He tries, as much as he can, to
see
Ramanujan. Standing in shadowed profile before the river, his arms folded behind his back and his stomach protruding slightly,
he might be the silhouette of a Victorian gentleman, cut from black paper and pasted against a white ground. Restraint and
discipline, a certain aloofness, or perhaps even elusiveness: these are his most distinguishing traits. Except when they're
talking mathematics, he rarely speaks except when spoken to, and when he is questioned, almost always answers by dipping into
what Hardy envisages as a reserve of stock replies, no doubt purchased on the same shopping trip in Madras during which he
was supplied with trousers, socks, and underwear.
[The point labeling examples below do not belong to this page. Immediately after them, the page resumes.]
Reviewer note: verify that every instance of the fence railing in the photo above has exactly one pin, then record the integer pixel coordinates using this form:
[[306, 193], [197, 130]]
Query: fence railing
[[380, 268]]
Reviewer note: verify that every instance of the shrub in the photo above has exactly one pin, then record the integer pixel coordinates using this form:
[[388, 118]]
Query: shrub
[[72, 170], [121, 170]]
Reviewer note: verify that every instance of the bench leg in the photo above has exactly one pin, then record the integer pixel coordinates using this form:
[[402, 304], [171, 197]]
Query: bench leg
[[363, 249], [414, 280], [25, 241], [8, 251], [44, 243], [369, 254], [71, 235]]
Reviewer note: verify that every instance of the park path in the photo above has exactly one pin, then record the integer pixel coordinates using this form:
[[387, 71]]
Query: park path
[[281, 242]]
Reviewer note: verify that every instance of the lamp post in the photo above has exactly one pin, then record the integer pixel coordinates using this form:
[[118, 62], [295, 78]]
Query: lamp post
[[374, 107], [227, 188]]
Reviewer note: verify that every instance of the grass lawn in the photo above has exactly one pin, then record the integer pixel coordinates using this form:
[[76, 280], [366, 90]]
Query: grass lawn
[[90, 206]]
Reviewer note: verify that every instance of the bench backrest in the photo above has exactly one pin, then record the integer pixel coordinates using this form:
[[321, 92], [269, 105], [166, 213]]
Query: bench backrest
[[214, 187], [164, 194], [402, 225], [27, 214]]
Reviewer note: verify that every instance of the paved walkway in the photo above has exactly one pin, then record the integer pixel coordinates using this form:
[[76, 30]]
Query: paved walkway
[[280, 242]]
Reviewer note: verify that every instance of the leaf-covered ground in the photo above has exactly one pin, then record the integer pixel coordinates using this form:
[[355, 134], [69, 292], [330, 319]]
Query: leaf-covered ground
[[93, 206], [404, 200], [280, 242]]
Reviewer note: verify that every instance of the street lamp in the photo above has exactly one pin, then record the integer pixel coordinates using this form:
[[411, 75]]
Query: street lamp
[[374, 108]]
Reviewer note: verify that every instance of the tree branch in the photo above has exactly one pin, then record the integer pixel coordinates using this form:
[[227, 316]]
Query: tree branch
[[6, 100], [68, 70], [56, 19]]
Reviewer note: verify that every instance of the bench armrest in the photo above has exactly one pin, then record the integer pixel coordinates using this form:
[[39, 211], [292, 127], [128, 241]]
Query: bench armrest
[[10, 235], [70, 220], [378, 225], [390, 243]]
Replies such as: "Yes, it is very lovely." "Thank you, my mother and wife
are well." "The political situation is indeed very complex." Here he is, after all, in English clothes and on English land,
and still Hardy can't begin to penetrate his carapace of cultivated inscrutability. Only occasionally does Ramanujan let something
slip, a whiff of panic or passion slips through (Hobson! Baker!), and then Hardy feels the man's soul as a mystery, a fast-moving
prickle beneath his skin.

Mostly, those afternoons, they talk mathematics. Definite integrals, elliptic functions, Diophantine approximation. And, of
course, primes, their diabolical tendency to confound, of which Hardy wants to make sure Ramanujan never loses sight. For
example, Littlewood has of late made another important discovery. It has to do with a refinement that Riemann made of Gauss's
formula for counting primes. Up until recently, most mathematicians took it for granted that Riemann's version would always
give a more accurate estimate than Gauss's. But now Littlewood has shown that, though Riemann's version may be more accurate
for the first million primes, after that Gauss's version is sometimes more accurate. But only sometimes. This discovery is
of vast importance to about twenty people. Unfortunately, half of those people are in Germany.
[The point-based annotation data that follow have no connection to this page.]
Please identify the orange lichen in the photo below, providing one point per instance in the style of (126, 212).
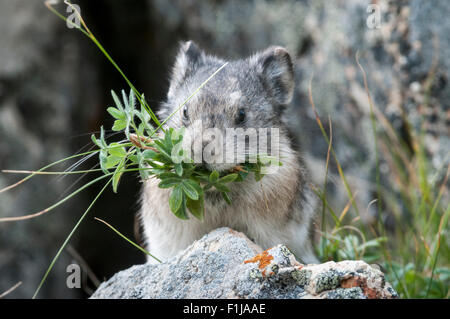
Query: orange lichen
(263, 258)
(357, 281)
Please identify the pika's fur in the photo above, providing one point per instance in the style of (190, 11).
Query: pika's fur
(277, 209)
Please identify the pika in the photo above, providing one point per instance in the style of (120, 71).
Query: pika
(247, 93)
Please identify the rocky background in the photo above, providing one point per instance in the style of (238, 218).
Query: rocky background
(54, 90)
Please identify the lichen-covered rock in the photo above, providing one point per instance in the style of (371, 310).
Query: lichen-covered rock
(226, 264)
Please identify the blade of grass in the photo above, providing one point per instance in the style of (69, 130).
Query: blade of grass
(43, 169)
(34, 215)
(68, 239)
(327, 139)
(91, 36)
(127, 239)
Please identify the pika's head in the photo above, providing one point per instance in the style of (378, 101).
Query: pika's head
(247, 94)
As they walk, he asks Ramanujan if he knows the story of Riemann's terrible housekeeper, and when Ramanujan waggles his head,
he tells it. "Of course," he concludes, "the story's probably false."
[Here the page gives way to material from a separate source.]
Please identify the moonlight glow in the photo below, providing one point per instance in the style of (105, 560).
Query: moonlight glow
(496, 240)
"How old was he when he died?"

"Thirty-nine. He died on Lake Maggiore, of tuberculosis. So why would the housekeeper feel compelled to burn his papers? It
all seems suspiciously convenient, a way of saying, 'Yes, there's a proof out there, you've just got to find it.'"

Ramanujan is silent for a moment. Then he asks Hardy about Gottingen, and Hardy tells him what little he knows of the place;
he describes the
rathaus
on the front of which is emblazoned the motto "Away from here there is no life," and the cobbled streets down which, in his
imagination, Gauss and Riemann—freed, now, from the constraints of time—stroll together as they discuss the hypothesis. Every
few paces, when Riemann comes to a crucial juncture in his lost proof, the pair stops, diverting the passersby as a rock diverts
a stream. Likewise, when they are talking mathematics, Hardy and Ramanujan sometimes stop; only this time of year, there are
few passersby to impede.

He asks Ramanujan about his childhood. Did he ever play chess? Again, Ramanujan waggles his head. He only learned chess once
he arrived in Madras, he says. However, when he was very small, he and his mother played a game with eighteen pieces, fifteen
representing sheep and three representing wolves. "When the wolves surrounded a sheep, they would eat it. But when the sheep
surrounded a wolf, they would immobilize it."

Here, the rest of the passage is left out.